10 years after several senior army officers perished when an 18-seater Dornier 228 Air Force transport plane, carrying them crashed, their families are yet to receive full benefits.
It was a memorable day when on Saturday September 17, 2016, widows of the 13 Army generals who died on September 17, 2006 converged in the popular Command Officers Mess, Asokoro-Abuja for an inter-faith memorial service to mark 10 years since the cold hands of death took their husbands.
The military officers were on their way to Obudu cattle ranch to attend a retreat on how to transform the Nigerian Army when the ill-fated plane, a Dornier 228-212, crashed at Oko village in Vandekiya local government area of Benue State, killing 13 of them.

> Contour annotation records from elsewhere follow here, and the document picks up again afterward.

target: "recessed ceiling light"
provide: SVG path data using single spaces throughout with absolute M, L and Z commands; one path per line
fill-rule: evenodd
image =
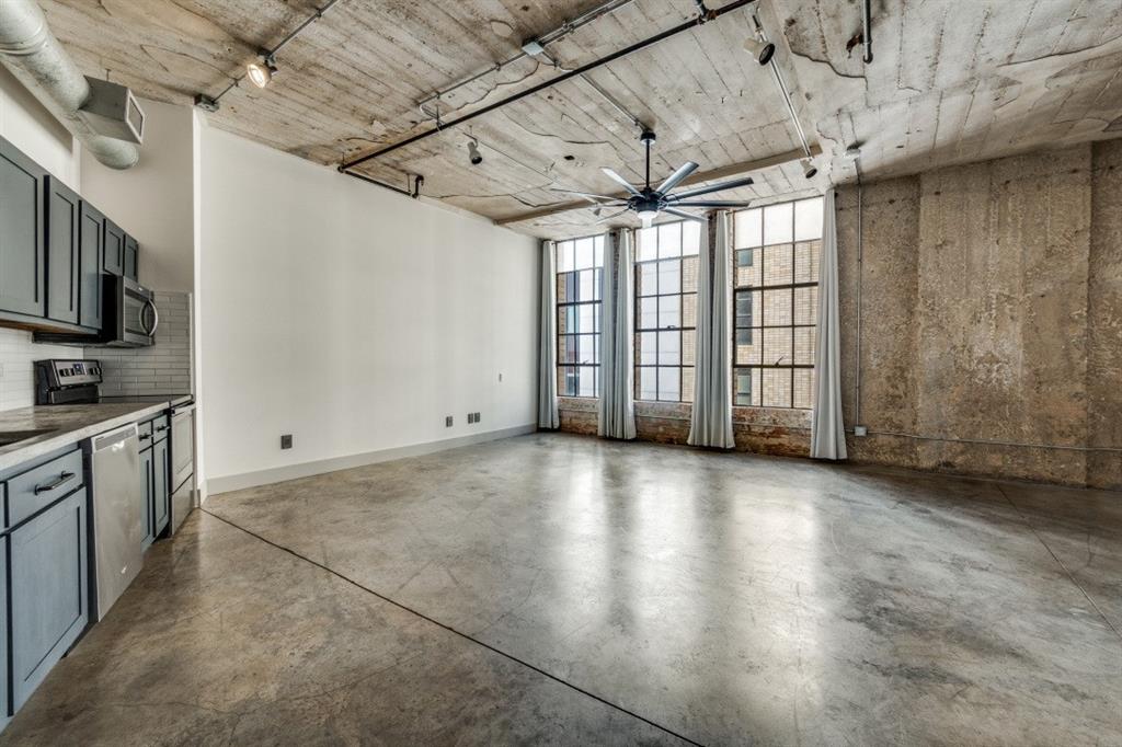
M 273 55 L 263 55 L 260 59 L 246 65 L 246 75 L 249 77 L 249 82 L 259 89 L 268 85 L 276 72 L 277 65 Z
M 475 140 L 468 140 L 468 158 L 471 159 L 472 166 L 484 163 L 484 156 L 479 153 L 479 145 Z
M 775 54 L 775 45 L 749 36 L 744 40 L 744 50 L 755 57 L 761 65 L 766 65 Z

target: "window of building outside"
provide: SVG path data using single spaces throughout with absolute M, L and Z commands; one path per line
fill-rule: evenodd
M 701 229 L 698 221 L 680 221 L 636 234 L 636 399 L 693 400 Z
M 821 197 L 735 213 L 734 405 L 811 406 L 821 239 Z
M 558 395 L 599 396 L 604 237 L 558 241 Z

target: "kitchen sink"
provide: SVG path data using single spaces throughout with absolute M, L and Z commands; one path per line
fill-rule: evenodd
M 55 428 L 43 428 L 40 431 L 0 431 L 0 448 L 54 432 Z

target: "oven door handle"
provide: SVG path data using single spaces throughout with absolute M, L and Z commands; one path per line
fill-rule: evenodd
M 148 329 L 148 325 L 145 324 L 144 313 L 145 310 L 147 308 L 151 310 L 151 329 Z M 140 307 L 140 329 L 142 329 L 145 331 L 145 334 L 147 334 L 150 338 L 155 336 L 156 328 L 158 326 L 159 326 L 159 311 L 156 308 L 156 304 L 153 303 L 151 298 L 145 298 L 144 306 Z

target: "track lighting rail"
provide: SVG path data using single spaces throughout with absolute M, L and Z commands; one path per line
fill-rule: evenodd
M 328 2 L 322 8 L 316 8 L 315 12 L 313 12 L 311 16 L 309 16 L 307 18 L 305 18 L 304 21 L 300 26 L 297 26 L 292 31 L 289 31 L 283 39 L 280 39 L 276 44 L 276 46 L 274 46 L 272 49 L 260 49 L 260 50 L 258 50 L 257 56 L 260 57 L 261 59 L 265 59 L 265 61 L 272 63 L 273 58 L 276 56 L 276 53 L 280 52 L 280 49 L 283 49 L 285 46 L 287 46 L 287 44 L 289 42 L 292 42 L 297 36 L 300 36 L 304 31 L 305 28 L 307 28 L 309 26 L 311 26 L 315 21 L 318 21 L 321 18 L 323 18 L 323 13 L 328 12 L 329 10 L 331 10 L 331 8 L 334 7 L 334 4 L 337 2 L 339 2 L 339 0 L 328 0 Z M 241 84 L 241 82 L 243 80 L 246 80 L 246 75 L 247 75 L 247 73 L 242 73 L 241 75 L 238 75 L 236 79 L 233 79 L 233 81 L 228 86 L 226 86 L 224 89 L 222 89 L 222 92 L 219 93 L 217 96 L 213 96 L 213 98 L 212 96 L 208 96 L 205 93 L 199 93 L 199 94 L 196 94 L 195 95 L 195 104 L 199 105 L 199 107 L 202 107 L 203 109 L 206 109 L 209 111 L 215 111 L 218 109 L 218 102 L 222 99 L 222 96 L 224 96 L 227 93 L 229 93 L 233 89 L 238 87 Z
M 548 31 L 548 33 L 543 34 L 539 38 L 534 39 L 534 42 L 536 42 L 539 45 L 541 45 L 542 47 L 544 47 L 546 44 L 552 44 L 553 42 L 557 42 L 558 39 L 561 39 L 561 38 L 564 38 L 565 36 L 569 36 L 570 34 L 572 34 L 573 31 L 576 31 L 581 26 L 586 26 L 588 24 L 591 24 L 597 18 L 600 18 L 601 16 L 606 16 L 606 15 L 608 15 L 608 13 L 615 11 L 615 10 L 618 10 L 619 8 L 623 8 L 624 6 L 631 4 L 635 0 L 608 0 L 607 2 L 600 3 L 596 8 L 592 8 L 588 12 L 586 12 L 586 13 L 583 13 L 581 16 L 578 16 L 577 18 L 573 18 L 572 20 L 568 20 L 568 21 L 563 22 L 561 26 L 559 26 L 558 28 L 553 29 L 552 31 Z M 417 107 L 421 109 L 421 112 L 425 117 L 430 117 L 432 119 L 439 120 L 440 119 L 440 99 L 441 98 L 447 96 L 452 91 L 458 91 L 458 90 L 462 89 L 465 85 L 470 85 L 471 83 L 475 83 L 479 79 L 486 77 L 487 75 L 490 75 L 491 73 L 498 73 L 504 67 L 506 67 L 508 65 L 513 65 L 514 63 L 518 62 L 519 59 L 525 59 L 526 57 L 530 57 L 530 56 L 531 56 L 531 54 L 528 52 L 526 52 L 525 49 L 523 49 L 522 52 L 519 52 L 518 54 L 514 55 L 513 57 L 504 59 L 503 62 L 495 63 L 494 65 L 491 65 L 490 67 L 488 67 L 485 71 L 480 71 L 480 72 L 476 73 L 475 75 L 471 75 L 470 77 L 466 77 L 466 79 L 463 79 L 461 81 L 457 81 L 456 83 L 452 83 L 451 85 L 449 85 L 445 89 L 438 90 L 436 92 L 432 93 L 431 95 L 429 95 L 429 96 L 422 99 L 421 101 L 419 101 L 417 102 Z M 433 101 L 436 102 L 436 111 L 435 112 L 432 112 L 429 109 L 426 109 L 426 107 L 430 103 L 432 103 Z
M 699 24 L 702 24 L 702 22 L 706 22 L 706 21 L 714 21 L 714 20 L 720 18 L 721 16 L 725 16 L 726 13 L 733 12 L 734 10 L 739 10 L 741 8 L 749 6 L 753 2 L 755 2 L 755 0 L 733 0 L 733 2 L 729 2 L 729 3 L 725 4 L 725 6 L 721 6 L 720 8 L 717 8 L 717 9 L 714 9 L 714 10 L 709 10 L 708 12 L 701 13 L 698 17 L 691 19 L 691 20 L 688 20 L 688 21 L 684 21 L 682 24 L 679 24 L 678 26 L 674 26 L 672 28 L 668 28 L 664 31 L 661 31 L 659 34 L 655 34 L 654 36 L 647 37 L 647 38 L 645 38 L 645 39 L 643 39 L 641 42 L 636 42 L 635 44 L 632 44 L 632 45 L 629 45 L 627 47 L 624 47 L 623 49 L 614 52 L 614 53 L 611 53 L 609 55 L 606 55 L 604 57 L 600 57 L 598 59 L 594 59 L 592 62 L 589 62 L 589 63 L 586 63 L 585 65 L 581 65 L 580 67 L 574 67 L 573 70 L 570 70 L 570 71 L 567 71 L 564 73 L 561 73 L 560 75 L 557 75 L 557 76 L 554 76 L 554 77 L 552 77 L 552 79 L 550 79 L 548 81 L 539 83 L 537 85 L 533 85 L 533 86 L 531 86 L 531 87 L 528 87 L 528 89 L 526 89 L 524 91 L 519 91 L 517 93 L 511 94 L 509 96 L 507 96 L 507 98 L 505 98 L 505 99 L 503 99 L 500 101 L 496 101 L 494 103 L 487 104 L 486 107 L 477 109 L 476 111 L 472 111 L 470 113 L 463 114 L 463 116 L 458 117 L 456 119 L 451 119 L 451 120 L 448 120 L 445 122 L 438 123 L 435 127 L 433 127 L 431 129 L 424 130 L 423 132 L 419 132 L 419 133 L 416 133 L 416 135 L 414 135 L 412 137 L 408 137 L 408 138 L 406 138 L 404 140 L 399 140 L 398 142 L 395 142 L 393 145 L 388 145 L 388 146 L 386 146 L 384 148 L 379 148 L 378 150 L 375 150 L 373 153 L 368 153 L 365 156 L 359 156 L 358 158 L 352 158 L 351 160 L 343 162 L 339 166 L 339 170 L 343 172 L 346 174 L 350 174 L 351 173 L 350 169 L 355 168 L 356 166 L 359 166 L 359 165 L 365 164 L 367 162 L 374 160 L 376 158 L 380 158 L 381 156 L 390 154 L 390 153 L 397 150 L 398 148 L 404 148 L 406 146 L 413 145 L 414 142 L 420 142 L 421 140 L 430 138 L 433 135 L 436 135 L 436 133 L 439 133 L 439 132 L 441 132 L 443 130 L 457 127 L 457 126 L 462 125 L 465 122 L 468 122 L 468 121 L 470 121 L 470 120 L 472 120 L 472 119 L 475 119 L 477 117 L 481 117 L 484 114 L 490 113 L 490 112 L 493 112 L 493 111 L 495 111 L 497 109 L 502 109 L 504 107 L 507 107 L 507 105 L 509 105 L 509 104 L 512 104 L 512 103 L 514 103 L 516 101 L 521 101 L 522 99 L 525 99 L 526 96 L 531 96 L 531 95 L 533 95 L 535 93 L 544 91 L 545 89 L 553 87 L 554 85 L 557 85 L 559 83 L 563 83 L 564 81 L 571 80 L 573 77 L 577 77 L 578 75 L 583 75 L 585 73 L 588 73 L 588 72 L 590 72 L 592 70 L 596 70 L 597 67 L 601 67 L 604 65 L 607 65 L 608 63 L 615 62 L 617 59 L 622 59 L 623 57 L 627 57 L 628 55 L 632 55 L 632 54 L 634 54 L 636 52 L 640 52 L 641 49 L 645 49 L 646 47 L 650 47 L 652 45 L 659 44 L 660 42 L 664 42 L 665 39 L 669 39 L 672 36 L 677 36 L 677 35 L 679 35 L 679 34 L 681 34 L 683 31 L 688 31 L 688 30 L 690 30 L 692 28 L 696 28 Z

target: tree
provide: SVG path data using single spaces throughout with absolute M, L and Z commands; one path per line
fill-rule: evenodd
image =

The 13 army officers and Air Force officers who died in the crash include Major-Generals J.O. Adesunloye, SO Otubu, Agboola, SM Lemu, Nuhu Bamali, PM Haruna, JTU Amedu and Bitrus Duniya. Others were Brigadier-Generals Braimah, MB Bawa, Wing Commanders SS Balogun, EO Adekunle and Lieutenant-Colonel NA Mohammed.
Widow of Late Major General SM Lemu, Dr Aisha Salihu Lemu, told Leadership Weekend: “Today 17th of September makes it 10 years that our husbands died.
So we have decided to come together and pray together and to interact with other widows, in the Armed Forces, Navy, Air Force and Police and also to encourage them by our own experiences. This is because we felt that it is only a widow that knows the pains of a widow.
“So, we want to interact with them, talk to them and advise them and then give them what we have. We are widows too, but we want to touch others too in our own little way and to tell them that a widow can stand and become a better person.
We thank God, because we are all women of faith. In our faith and in our believe in God almighty, who has kept us together, we have been doing very well by His grace and by His special grace too, our children have been doing very well too,” she added.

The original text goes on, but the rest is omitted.